November 27, 2005 @ 5:17 pm

In response to Emily’s comment of what is Janie going to do after Tea Cake dies- I think that she will have to learn to find happiness by herself. She returns home alone, so she obviously does not fill the void with another man. She must have finally found a way to live and be happy with herself and that she does not need another person to help her.
I also agree that if she is married, she will never be free. I think that she likes some kind of control because she seems to like that he asks her to dress in blue, which was said earlier.
I like the new relationship that Janie has with Tea Cake because he gives her attention through her slight control, and she seems to enjoy it and is not feeling burdened by him.

-Cassie

76

   hurston

November 27, 2005 @ 11:33 pm

I think Janie is simply smitten by Tea Cake for their relationship differs in many ways from hers with Jody.

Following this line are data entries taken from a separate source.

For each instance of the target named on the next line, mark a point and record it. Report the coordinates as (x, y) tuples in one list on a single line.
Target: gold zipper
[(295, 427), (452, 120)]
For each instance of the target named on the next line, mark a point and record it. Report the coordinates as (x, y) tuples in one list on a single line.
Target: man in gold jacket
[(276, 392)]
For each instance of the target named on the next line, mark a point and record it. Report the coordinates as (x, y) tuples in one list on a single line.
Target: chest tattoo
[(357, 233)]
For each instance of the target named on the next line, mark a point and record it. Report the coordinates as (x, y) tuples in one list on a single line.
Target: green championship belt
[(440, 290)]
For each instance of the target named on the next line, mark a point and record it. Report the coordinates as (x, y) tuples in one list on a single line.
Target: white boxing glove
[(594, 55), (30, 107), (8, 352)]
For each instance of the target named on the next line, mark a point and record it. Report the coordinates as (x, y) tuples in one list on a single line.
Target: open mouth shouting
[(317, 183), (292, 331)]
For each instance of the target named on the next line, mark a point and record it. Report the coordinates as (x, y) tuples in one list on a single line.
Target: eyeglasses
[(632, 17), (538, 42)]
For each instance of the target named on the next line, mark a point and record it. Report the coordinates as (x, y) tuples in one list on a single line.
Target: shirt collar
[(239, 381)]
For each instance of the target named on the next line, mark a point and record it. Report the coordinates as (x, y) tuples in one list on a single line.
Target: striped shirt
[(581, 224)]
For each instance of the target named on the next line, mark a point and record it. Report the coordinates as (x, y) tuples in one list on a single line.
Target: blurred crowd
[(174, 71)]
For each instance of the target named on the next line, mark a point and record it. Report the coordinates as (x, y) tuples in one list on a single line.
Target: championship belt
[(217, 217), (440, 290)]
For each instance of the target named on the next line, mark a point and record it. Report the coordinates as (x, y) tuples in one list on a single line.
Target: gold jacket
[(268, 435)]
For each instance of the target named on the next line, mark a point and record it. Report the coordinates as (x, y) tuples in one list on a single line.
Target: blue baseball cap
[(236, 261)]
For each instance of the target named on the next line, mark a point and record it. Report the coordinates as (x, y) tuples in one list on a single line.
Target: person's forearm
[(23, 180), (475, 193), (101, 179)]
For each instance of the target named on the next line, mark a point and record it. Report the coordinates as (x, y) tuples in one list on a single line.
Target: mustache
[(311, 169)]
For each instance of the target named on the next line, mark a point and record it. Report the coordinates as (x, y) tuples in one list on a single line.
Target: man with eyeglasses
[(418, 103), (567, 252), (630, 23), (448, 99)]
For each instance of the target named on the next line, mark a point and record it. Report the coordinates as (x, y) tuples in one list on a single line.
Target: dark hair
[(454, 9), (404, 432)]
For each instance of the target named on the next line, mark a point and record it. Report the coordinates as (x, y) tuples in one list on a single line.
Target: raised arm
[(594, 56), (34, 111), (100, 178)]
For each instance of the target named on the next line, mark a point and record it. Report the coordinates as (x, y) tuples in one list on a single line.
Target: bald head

Janie actually finds herself happy and she knows that she can do whatever she pleases and Tea Cake will not stop her. I think this also plays into her age, which might in some way intimidate Tea Cake. He doesn’t want to upset Janie, but he is also much younger than her and still learning about life. The decisions he makes, like taking her money and spending it on a big get-together, show that he does not think maturely. To make up for his actions, he promises that “Ah need no assistance tuh help me feed mah woman. From now on, you gointuh eat whutever mah money can buy yuh and wear de same” (122). This can show that he wants to take over the “manly” position in the relationship, but at the same time, it didn’t hurt his pride to use up all her money. At this point, I am still not sure what to think of Tea Cake.

Emily Ward

77

   hurston

November 27, 2005 @ 11:36 pm

I disagree. Go figure since i’m the one that wrote that Tea Cake sets Janie free. I agree with you Sarah in that it seems Tea Cake sets Janie on a pedastal however it is clearly because he considers Janie to be better than him. He knows what Janie had with Jody (meaning in a material sense) and he knows that he has no means of competing with that. He doesn’t want to expose Janie to a world based on gambiling. He was protecting her from seeing that worst in him because he had a fear of losing her, “Janie, Ah wanted tuh, mighty much, but Ah was skeered. Too skeered Ah might lose yuh” (Hurston 118). ~Leena~

91

   hurston

November 28, 2005 @ 5:12 am

I agree with what Cassie said about how Janie does not need to fill the loss of Tea Cake with another man. Tea Cake showed her somehting no other man could. He treated her with repsect and did not use her as a trophy as her former two husbands did. I almost feel like Janie used Tea Cake as a prop to achieve her goal. She used his respect and love to gain confidence and voice. In the coming chapters of the novel, i think Janie will continue down the path Tea Cake helped her get on. Her life will be better, even though Tea Cake is gone. I strongly believe that there will be no more men in her life, and she will prove to the readers that she is a strong and independent woman, and hero like qualities will be shown.